# G T MANOR Oxfordshire November 2012



## Chris34 (Nov 29, 2012)

Visited with Alex76 and kathyms, always wanted to see this place and it didn’t disappoint until the guy who looks after it turned up! Kathyms did her bit as “little old lady taking photographs” and kept him talking long enough for us to get a few very rushed shots of the place, but I could have done better 


















































































Thanks for looking


----------



## UE-OMJ (Nov 29, 2012)

Lovely GT Manor - I need to pop back one day.


----------



## alex76 (Nov 29, 2012)

just gotta resize then bang a few of mine up getting way to old for the superman stunt in the window lark though top explore bud cracking shots too


----------



## perjury saint (Nov 29, 2012)

*Nice to see the ole girls still doable. Got some nice pix there...*


----------



## Silent Hill (Nov 29, 2012)

Quality mooch that mate. Great shots


----------



## flyboys90 (Nov 29, 2012)

Still a beautiful building,thanks for sharing.


----------



## kathyms (Nov 29, 2012)

it was a fantastic day both of you, Alex my pics are on my facebook if you can sort some and post them please as i spent 2 hours freezing to death talking rubbish to give you more time. i deserve an Oscar lol by the way im gonna rent me time to urbexers ........ old lady decoy.


----------



## UrbanX (Nov 30, 2012)

That's still really nice, glad its standing test of time. 
Fantastic shots, cheers for sharing!


----------



## Mars Lander (Nov 30, 2012)

Great to see this places again, thanks for sharing


----------



## alex76 (Nov 30, 2012)

A few of mine from the days explore





































i will post kathyms's shot soon as i resize of some externals later


----------



## mookster (Nov 30, 2012)

This place is a masterclass on how keeping the name off the internet can protect it, it's pretty much completely unchanged in the 3 years it's been 'on the radar' and for god knows how long before that too


----------



## Sshhhh... (Nov 30, 2012)

Great to see this place again and still intact thankfully! Hats off to Kathyms for her leading (astray) lady role


----------



## shot_in_the_dark (Nov 30, 2012)

lovely shots. this is certainly on the to do list!


----------



## Bones out (Nov 30, 2012)

mookster said:


> This place is a masterclass on how keeping the name off the internet can protect it, it's pretty much completely unchanged in the 3 years it's been 'on the radar' and for god knows how long before that too



Do you think thats why the continental sites stay better longer? Because they don't name them. Or are we just an island full of chavs?


----------



## mookster (Nov 30, 2012)

Bonesout said:


> Do you think thats why the continental sites stay better longer? Because they don't name them. Or are we just an island full of chavs?

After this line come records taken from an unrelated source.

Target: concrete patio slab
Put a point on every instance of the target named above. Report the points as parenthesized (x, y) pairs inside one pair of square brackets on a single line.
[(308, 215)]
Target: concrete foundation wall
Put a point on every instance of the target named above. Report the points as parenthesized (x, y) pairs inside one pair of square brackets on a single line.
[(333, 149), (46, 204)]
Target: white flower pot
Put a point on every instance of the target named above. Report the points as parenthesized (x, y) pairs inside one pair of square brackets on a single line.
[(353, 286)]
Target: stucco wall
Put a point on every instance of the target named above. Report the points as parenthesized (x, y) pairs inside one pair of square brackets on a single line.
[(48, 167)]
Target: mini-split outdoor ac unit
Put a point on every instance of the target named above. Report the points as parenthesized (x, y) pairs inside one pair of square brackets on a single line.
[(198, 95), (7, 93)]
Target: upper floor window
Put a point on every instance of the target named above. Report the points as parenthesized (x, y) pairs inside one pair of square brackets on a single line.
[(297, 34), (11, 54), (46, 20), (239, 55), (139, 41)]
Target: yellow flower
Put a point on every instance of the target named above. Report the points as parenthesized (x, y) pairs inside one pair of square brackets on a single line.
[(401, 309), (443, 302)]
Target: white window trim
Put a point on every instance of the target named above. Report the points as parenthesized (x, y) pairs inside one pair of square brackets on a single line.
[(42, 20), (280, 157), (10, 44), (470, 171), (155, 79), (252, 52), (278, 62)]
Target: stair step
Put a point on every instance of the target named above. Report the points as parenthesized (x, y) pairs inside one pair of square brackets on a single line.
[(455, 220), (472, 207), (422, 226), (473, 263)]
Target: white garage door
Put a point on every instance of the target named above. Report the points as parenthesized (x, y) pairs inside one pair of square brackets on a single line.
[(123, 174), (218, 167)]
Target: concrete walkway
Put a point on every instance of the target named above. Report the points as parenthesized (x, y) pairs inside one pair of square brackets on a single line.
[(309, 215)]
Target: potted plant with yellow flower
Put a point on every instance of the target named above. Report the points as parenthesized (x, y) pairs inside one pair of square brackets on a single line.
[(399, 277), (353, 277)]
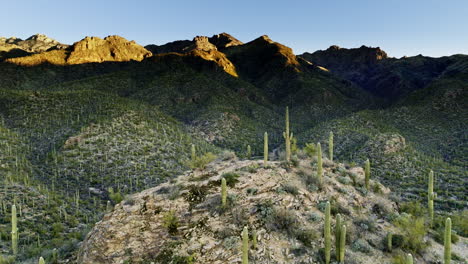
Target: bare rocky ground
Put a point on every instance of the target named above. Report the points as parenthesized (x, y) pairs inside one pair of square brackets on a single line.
[(283, 204)]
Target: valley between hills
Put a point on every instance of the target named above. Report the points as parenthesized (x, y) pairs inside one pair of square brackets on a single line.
[(212, 150)]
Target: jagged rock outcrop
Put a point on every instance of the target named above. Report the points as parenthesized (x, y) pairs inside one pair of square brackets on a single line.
[(175, 46), (373, 70), (88, 50), (111, 48), (34, 44)]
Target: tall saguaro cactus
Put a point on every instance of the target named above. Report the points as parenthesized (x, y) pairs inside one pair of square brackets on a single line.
[(287, 137), (337, 236), (319, 163), (448, 241), (389, 242), (327, 233), (245, 246), (265, 149), (430, 197), (223, 193), (14, 230), (193, 155), (367, 173), (342, 243)]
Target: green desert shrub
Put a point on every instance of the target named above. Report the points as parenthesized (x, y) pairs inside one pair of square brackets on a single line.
[(310, 149), (231, 178), (289, 188), (227, 155), (413, 208), (439, 236), (171, 222)]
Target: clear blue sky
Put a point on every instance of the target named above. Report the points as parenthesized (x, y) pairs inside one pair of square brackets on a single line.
[(400, 27)]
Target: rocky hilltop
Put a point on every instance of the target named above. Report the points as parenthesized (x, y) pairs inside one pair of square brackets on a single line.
[(89, 50), (111, 48), (34, 44)]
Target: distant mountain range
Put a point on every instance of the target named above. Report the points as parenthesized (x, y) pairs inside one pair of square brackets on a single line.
[(84, 123)]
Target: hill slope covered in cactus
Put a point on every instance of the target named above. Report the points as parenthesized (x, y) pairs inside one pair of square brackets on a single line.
[(85, 126)]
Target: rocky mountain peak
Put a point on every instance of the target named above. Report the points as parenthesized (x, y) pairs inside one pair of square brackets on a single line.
[(34, 44), (264, 38), (41, 37), (200, 43), (111, 48)]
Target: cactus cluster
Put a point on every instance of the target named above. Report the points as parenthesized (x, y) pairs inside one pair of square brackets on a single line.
[(265, 149), (430, 197), (337, 235), (409, 259), (367, 174), (245, 246), (193, 155), (319, 163), (223, 193), (448, 241), (14, 230), (327, 233), (287, 137), (390, 242), (342, 243)]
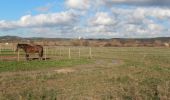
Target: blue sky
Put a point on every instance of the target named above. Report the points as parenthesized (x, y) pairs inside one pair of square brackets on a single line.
[(85, 18)]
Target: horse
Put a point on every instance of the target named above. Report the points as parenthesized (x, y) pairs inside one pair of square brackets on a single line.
[(31, 49)]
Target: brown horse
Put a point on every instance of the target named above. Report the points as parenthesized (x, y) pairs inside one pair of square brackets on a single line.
[(31, 49)]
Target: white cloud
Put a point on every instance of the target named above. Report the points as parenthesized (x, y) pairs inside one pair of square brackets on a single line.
[(102, 18), (78, 4), (43, 20), (140, 2)]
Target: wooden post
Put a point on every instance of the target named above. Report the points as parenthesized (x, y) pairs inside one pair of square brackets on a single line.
[(69, 55), (79, 53), (45, 54), (18, 55), (60, 52), (56, 52), (0, 53), (90, 55)]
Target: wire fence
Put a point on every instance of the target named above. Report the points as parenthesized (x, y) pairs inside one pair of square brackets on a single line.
[(76, 52), (50, 52)]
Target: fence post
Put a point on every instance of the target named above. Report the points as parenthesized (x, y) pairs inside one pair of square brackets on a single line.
[(69, 55), (18, 55), (79, 53), (60, 52), (45, 53), (90, 55), (0, 53)]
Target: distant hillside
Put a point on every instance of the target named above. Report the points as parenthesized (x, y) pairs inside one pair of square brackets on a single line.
[(115, 42)]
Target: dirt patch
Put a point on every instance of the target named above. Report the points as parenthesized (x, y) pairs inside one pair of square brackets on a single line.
[(65, 70)]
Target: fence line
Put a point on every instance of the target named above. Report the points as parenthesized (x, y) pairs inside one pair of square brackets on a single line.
[(18, 55), (69, 55)]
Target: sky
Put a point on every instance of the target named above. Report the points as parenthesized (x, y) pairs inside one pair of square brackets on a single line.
[(85, 18)]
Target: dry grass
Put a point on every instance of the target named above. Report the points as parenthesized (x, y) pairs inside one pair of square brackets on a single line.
[(116, 74)]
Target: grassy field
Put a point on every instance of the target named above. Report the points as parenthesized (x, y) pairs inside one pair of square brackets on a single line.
[(112, 74)]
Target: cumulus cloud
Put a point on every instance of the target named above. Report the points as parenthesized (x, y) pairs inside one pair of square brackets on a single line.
[(43, 20), (45, 8), (140, 2), (78, 4), (102, 18)]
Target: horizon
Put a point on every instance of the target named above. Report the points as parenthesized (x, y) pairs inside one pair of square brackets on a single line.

Bit of both - you've only got to look at places like Chateau Noisy that are well known, to see there are still loads of idiots on the continent. But keeping names like this certainly helps preserve places not just from rampant chavvery but from the urban explorer tourbus that seems to rock up to various places once they become 'hot stuff'. There are places that I and I'm sure many others marvel at abroad that if you don't know the right people you simply will never find the location of - it's frustrating but not entirely a bad thing in the long run.

GT sort of sits in the middle in that most of the seasoned urbexers know where it is, but the name has been carefully kept off the internet because it's totally unspoilt and beautiful.


----------



## Bones out (Nov 30, 2012)

mookster said:


> Bit of both - you've only got to look at places like Chateau Noisy that are well known, to see there are still loads of idiots on the continent. But keeping names like this certainly helps preserve places not just from rampant chavvery but from the urban explorer tourbus that seems to rock up to various places once they become 'hot stuff'. There are places that I and I'm sure many others marvel at abroad that if you don't know the right people you simply will never find the location of - it's frustrating but not entirely a bad thing in the long run.
> 
> GT sort of sits in the middle in that most of the seasoned urbexers know where it is, but the name has been carefully kept off the internet because it's totally unspoilt and beautiful.




Valid comments . I'm sure a great deal of us have or have had a beauty thats never been put out there... Until its all found and trashed then we have before and after photos.... ;-)


----------



## kathyms (Dec 1, 2012)

this one has the owner living right next to it and staff are about all the time, the whole estate is being put back to how is was and as an old lady they told me loads about how it was and will be in time. i was lucky i was aloud to just wonder around but there was a lot of staff and estate workers about the whole time.


----------



## Philippa (Dec 1, 2012)

You are an absolute great photographer and I am jealous of your visit to this beautiful building, I hope you enjoyed your experience!


----------